We are also interested in if there are differences between bacteria that are known to be uropathogens or are potential commensals.

ps_Lactobacillus <- subset_taxa(ps_norm, Genus == "Lactobacillus")
ps_Prevotella <-  subset_taxa(ps_norm, Genus == "Prevotella")
ps_Gardnerella <-  subset_taxa(ps_norm, Genus == "Gardnerella")
ps_Escherichia <- subset_taxa(ps_norm, Genus == "Escherichia/Shigella")
ps_Enterococcus <- subset_taxa(ps_norm, Genus == "Enterococcus")
ps_Corynebacterium <-  subset_taxa(ps_norm, Genus == "Corynebacterium")
ps_Klebsiella <-  subset_taxa(ps_norm, Genus == "Klebsiella")
ps_Staphylococcus <- subset_taxa(ps_norm, Genus == "Staphylococcus")

select_summary <- cbind(Lactobacillus = sample_sums(ps_Lactobacillus),Prevotella = sample_sums(ps_Prevotella), Gardnerella = sample_sums(ps_Gardnerella), Escherichia = sample_sums(ps_Escherichia), Staphylococcus = sample_sums(ps_Staphylococcus), Klebsiella = sample_sums(ps_Klebsiella), Corynebacterium = sample_sums(ps_Corynebacterium), Enterococcus = sample_sums(ps_Enterococcus) )

ps_select_taxa  <- phyloseq(otu_table(select_summary, taxa_are_rows = FALSE), sample_data(meta))

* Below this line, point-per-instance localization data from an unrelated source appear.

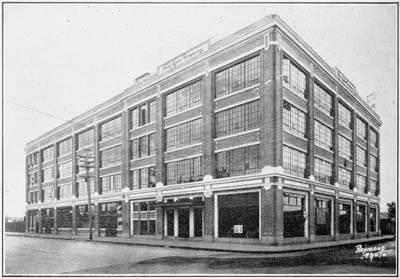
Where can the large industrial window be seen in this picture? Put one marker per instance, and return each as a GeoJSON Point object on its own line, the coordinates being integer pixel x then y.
{"type": "Point", "coordinates": [360, 218]}
{"type": "Point", "coordinates": [183, 99]}
{"type": "Point", "coordinates": [188, 170]}
{"type": "Point", "coordinates": [240, 161]}
{"type": "Point", "coordinates": [237, 77]}
{"type": "Point", "coordinates": [322, 99]}
{"type": "Point", "coordinates": [144, 218]}
{"type": "Point", "coordinates": [344, 218]}
{"type": "Point", "coordinates": [323, 218]}
{"type": "Point", "coordinates": [111, 129]}
{"type": "Point", "coordinates": [322, 135]}
{"type": "Point", "coordinates": [323, 171]}
{"type": "Point", "coordinates": [344, 147]}
{"type": "Point", "coordinates": [185, 134]}
{"type": "Point", "coordinates": [293, 78]}
{"type": "Point", "coordinates": [294, 161]}
{"type": "Point", "coordinates": [238, 215]}
{"type": "Point", "coordinates": [238, 119]}
{"type": "Point", "coordinates": [294, 212]}
{"type": "Point", "coordinates": [294, 120]}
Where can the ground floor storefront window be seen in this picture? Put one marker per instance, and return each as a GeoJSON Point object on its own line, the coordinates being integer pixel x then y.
{"type": "Point", "coordinates": [238, 215]}
{"type": "Point", "coordinates": [323, 211]}
{"type": "Point", "coordinates": [344, 218]}
{"type": "Point", "coordinates": [294, 212]}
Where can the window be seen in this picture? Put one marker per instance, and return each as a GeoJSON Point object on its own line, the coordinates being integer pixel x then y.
{"type": "Point", "coordinates": [64, 147]}
{"type": "Point", "coordinates": [65, 191]}
{"type": "Point", "coordinates": [294, 161]}
{"type": "Point", "coordinates": [323, 171]}
{"type": "Point", "coordinates": [64, 170]}
{"type": "Point", "coordinates": [294, 211]}
{"type": "Point", "coordinates": [322, 135]}
{"type": "Point", "coordinates": [110, 157]}
{"type": "Point", "coordinates": [188, 170]}
{"type": "Point", "coordinates": [183, 99]}
{"type": "Point", "coordinates": [143, 146]}
{"type": "Point", "coordinates": [237, 77]}
{"type": "Point", "coordinates": [111, 129]}
{"type": "Point", "coordinates": [344, 116]}
{"type": "Point", "coordinates": [48, 154]}
{"type": "Point", "coordinates": [361, 183]}
{"type": "Point", "coordinates": [85, 139]}
{"type": "Point", "coordinates": [143, 114]}
{"type": "Point", "coordinates": [345, 178]}
{"type": "Point", "coordinates": [144, 178]}
{"type": "Point", "coordinates": [344, 148]}
{"type": "Point", "coordinates": [238, 119]}
{"type": "Point", "coordinates": [185, 134]}
{"type": "Point", "coordinates": [322, 99]}
{"type": "Point", "coordinates": [111, 183]}
{"type": "Point", "coordinates": [361, 129]}
{"type": "Point", "coordinates": [323, 211]}
{"type": "Point", "coordinates": [293, 78]}
{"type": "Point", "coordinates": [47, 174]}
{"type": "Point", "coordinates": [374, 138]}
{"type": "Point", "coordinates": [294, 120]}
{"type": "Point", "coordinates": [240, 161]}
{"type": "Point", "coordinates": [360, 218]}
{"type": "Point", "coordinates": [361, 157]}
{"type": "Point", "coordinates": [144, 218]}
{"type": "Point", "coordinates": [373, 163]}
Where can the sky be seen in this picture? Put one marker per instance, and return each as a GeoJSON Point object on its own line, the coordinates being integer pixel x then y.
{"type": "Point", "coordinates": [63, 59]}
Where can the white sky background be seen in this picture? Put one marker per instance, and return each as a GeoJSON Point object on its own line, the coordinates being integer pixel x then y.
{"type": "Point", "coordinates": [63, 59]}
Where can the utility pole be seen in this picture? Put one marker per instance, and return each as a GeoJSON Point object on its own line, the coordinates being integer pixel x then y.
{"type": "Point", "coordinates": [87, 162]}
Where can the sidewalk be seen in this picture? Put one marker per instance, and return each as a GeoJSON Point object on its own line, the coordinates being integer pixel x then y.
{"type": "Point", "coordinates": [211, 246]}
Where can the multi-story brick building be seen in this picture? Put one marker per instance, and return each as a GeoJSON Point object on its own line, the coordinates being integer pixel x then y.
{"type": "Point", "coordinates": [252, 138]}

ps_taxa_melt <- psmelt(ps_select_taxa)

taxa_summary <- ps_taxa_melt %>%
  group_by(OTU, kit) %>%
   summarise(
    sd = sd(Abundance, na.rm = TRUE),
    mean_abd = mean(Abundance),
    med_abd = median(Abundance))
  
  
fig5 <- ggplot(taxa_summary, aes(kit,mean_abd , fill = kit)) +
  geom_bar(stat = "identity", color = "black") +
  geom_errorbar(aes(ymin = mean_abd, ymax = mean_abd+sd), width = 0.2) + 
  scale_fill_manual(values = wes_palette("IsleofDogs1")) +
  facet_wrap(~OTU, scales = 'free_y', ncol= 4) + 
  ggtitle('Average relative abundance of select urobiome genera by kit ') +
  labs(y = 'Relative Abundance', x = 'Kit', fill = "Kit") +
  theme_classic() + 
  theme(
    axis.text.x = element_text(angle = 75, hjust = 1, size = 10),
    plot.title = element_text( size = 10 ), 
    legend.key.size = unit(.7,"line"),
    strip.text.x = element_text(size = 8, margin = margin(.1, 0, .1, 0, "cm" ), face = "italic")) 
fig5

Calculate stats of differences of individual bacteria per kit

ind_bact_test <- ps_taxa_melt %>% 
  select(OTU, Abundance, kit) %>%
  nest(-OTU) %>% 
  mutate(model = map(data, ~kruskal.test(Abundance ~ kit, .)), 
         tidy = map(model, broom::tidy)) %>% 
select(OTU, tidy) %>% 
unnest(.)

ind_bact_test %>%
  select(OTU, p.value) %>%
  kable(caption = 'Kruskal-Wallis test of bacterial abundance by kit') %>%
  kable_styling()
Kruskal-Wallis test of bacterial abundance by kit
OTU p.value
Lactobacillus 0.9724062
Escherichia 0.3146390
Gardnerella 0.9914122
Corynebacterium 0.2200768
Prevotella 0.9840616
Staphylococcus 0.4374412
Klebsiella 0.4604939
Enterococcus 0.1021204
# explore select individual bacteria with pair-wise comparisons
ps_taxa_melt %>%
  filter(OTU == "Enterococcus") %>%
  with(., pairwise.wilcox.test(Abundance, kit, p.adjust.method = "none"))
## 
##  Pairwise comparisons using Wilcoxon rank sum test with continuity correction 
## 
## data:  Abundance and kit 
## 
##              BiOstic Blood&Tissue PowerSoil Promega
## Blood&Tissue 0.581   -            -         -      
## PowerSoil    0.115   0.361        -         -      
## Promega      0.018   0.079        0.329     -      
## UltraClean   0.105   0.302        0.788     0.509  
## 
## P value adjustment method: none

Summary of Results - Individual bacteria

Overall, we found a few differences in recovery of specific bacteria, though none of these findongs were significant in our small sample. The Promega kit tended to recover fewer Gram positive bacteria (Corynebacteria, Enterococci, and Staphylococci) and the PowerSoil kit recovered more Escherichia and Klebsiella compared to other kits.